He vivido en la misma casa desde que tengo razón, una casa blanca de ventanas grandes que se encuentra en la esquina de lo que podría haber sido antes una colina. Digo esto, no porque el paisaje sea prominente, sino porque la calle está tan empinada que si no usas el freno de mano la gravedad podría hacer de las suyas.
Uno podría creer que el vivir cerca une a las personas.
No todas las calles son como Stars Hollow, donde nada cambia y las mismas personas van y regresan y saben que no les gustaría estar en ningún otro lugar.
No conozco bien a nuestros vecinos, puedo decir poco sobre ellos. Sé que el vecino de la casa de al lado está peleada con el vecino de enfrente y sé que podría pensar que es una exageración el pelearse por algo tan trivial como lo es el fútbol, pero aquí en Monterrey es un asunto bastante complicado.
Esta misma calle separa su rivalidad, ya que apoyar a equipos contrarios puede romper amistades y en el caso de mis vecinos quebrantar esa diminuta plática que por pura cortesía llegaban a entablar.
Me corrijo, esta no es la única casa en la que he vivido. Me mudé a Oaxaca por cinco años, donde diferentes personas tomaron nuestro lugar; una familia que entró completa y salió hecha estragos, una diseñadora de vestidos de novia con un esposo de nombre de presidente y después, nosotros.
Me agrada el hecho que al dar por sentado cosas habituales, nos dejamos sorprender por gestos que nunca habíamos notado. Insondablemente, vivimos en una constante rutina.
Día tras día, casi de madrugada veo al vecino con sus camisas de cuadros sentado en el patio de su casa admirando lo interesante que puede lograr a ser su pasto; y al llegar, horas después, se encuentra exactamente en el mismo lugar. Tiene un cierto parecido a Luke, la típica persona que normalmente no logras ver sonreír y viste con gorras para disimular el pequeño hoyo que la edad ha dejado en su cabeza.
Llegué a esta calle en el 2003, tenía tres años y la tecnología todavía no era claramente visible. Ahora, las nuevas colonias no tienen rasgos de los cables arcaicos que se utilizan para conectar la señal. Viéndola así, la calle sin salida donde vivo puede parecer anticuada ante los ojos de otras personas, con cables colgados que rebosan los postes y una que otra antena parabólica para poder visualizar los partidos de fútbol; pero para ellos no se ha vuelto costumbre.
No somos los mismos de cuando nos mudamos. Mi vida se divide en dos etapas: antes y después de Oaxaca. Es ese pequeño “y” el cual nos define, esa pequeña conjunción que abarca el momento en el que decidí que estudiaría arte pero no ballet (como todos imaginaban); el momento en el que mi padre dijo (momentáneamente usándolo como contraargumento) que el hogar es donde los seres queridos están; y momentos después, cuando me dí cuenta que tenía razón y es el hogar nos sigue a nosotros, no al revés.
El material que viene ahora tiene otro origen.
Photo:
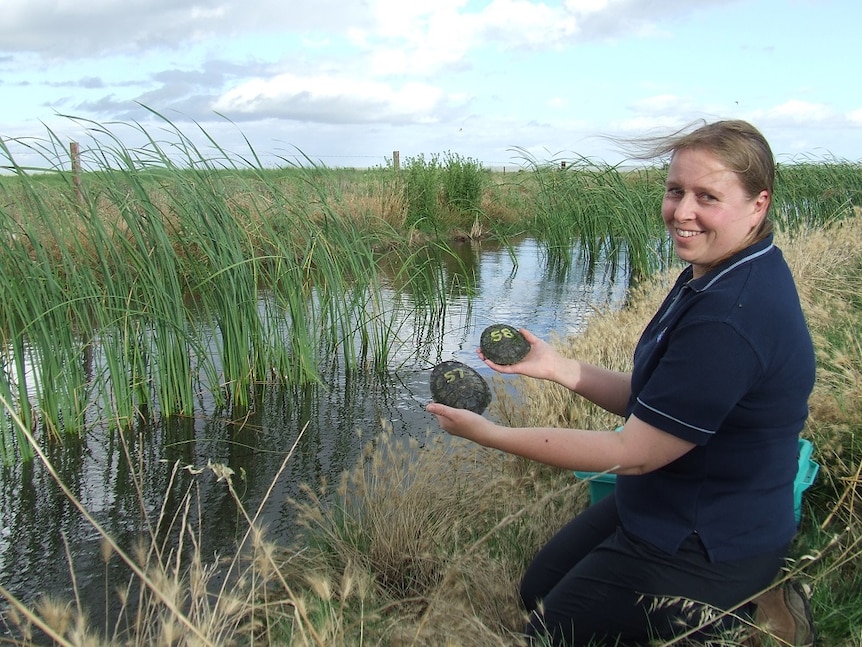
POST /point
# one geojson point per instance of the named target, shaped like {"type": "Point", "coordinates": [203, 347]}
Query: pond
{"type": "Point", "coordinates": [125, 481]}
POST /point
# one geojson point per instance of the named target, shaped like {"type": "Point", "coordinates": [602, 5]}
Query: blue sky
{"type": "Point", "coordinates": [347, 82]}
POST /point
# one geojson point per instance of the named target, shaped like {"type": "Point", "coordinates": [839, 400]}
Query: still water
{"type": "Point", "coordinates": [40, 529]}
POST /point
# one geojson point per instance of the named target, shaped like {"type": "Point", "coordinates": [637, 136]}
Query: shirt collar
{"type": "Point", "coordinates": [742, 257]}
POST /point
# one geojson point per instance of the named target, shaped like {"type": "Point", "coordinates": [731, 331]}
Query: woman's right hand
{"type": "Point", "coordinates": [541, 362]}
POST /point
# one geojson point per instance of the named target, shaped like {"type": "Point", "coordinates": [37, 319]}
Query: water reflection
{"type": "Point", "coordinates": [128, 481]}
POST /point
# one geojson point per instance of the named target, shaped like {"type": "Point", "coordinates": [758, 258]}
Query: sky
{"type": "Point", "coordinates": [348, 82]}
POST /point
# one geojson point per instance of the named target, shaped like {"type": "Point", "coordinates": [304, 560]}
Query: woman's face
{"type": "Point", "coordinates": [706, 209]}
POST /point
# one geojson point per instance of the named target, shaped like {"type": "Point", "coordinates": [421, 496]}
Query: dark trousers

Sin embargo, algunas cosas permanecen iguales: los tonos crema de la pintura de la casa, las flores que inexplicablemente brotan en medio de la calle pavimentada y el árbol del vecino, siempre podado simulando una emoticón sonriente.
Ahora no solo somos tres en la casa, sino que también se nos añaden los pajaritos que diariamente vienen a comer alpiste a la colorida casa que les pintó mi mamá.
La vida gira en torno a la rutina, eso no signfica que me agrade. Aún así, me da tranquilidad encontrar algunas cosas imperecederas. Después de cinco años, el vecino se sienta en su misma silla, solo que ahora con su nieto en su regazo; su árbol en forma de emoticón ha floreado en forma de copete; y a él, se le puede ver sonreír. Mi casa sigue siendo la misma, con las mismas lámparas que adornan mi cuarto y la calle donde vivo sigue igual de empinada, con algunos baches de complemento.
Puedo decir que vine y regresé, y que Stars Hollow nunca me había parecido tan extraño.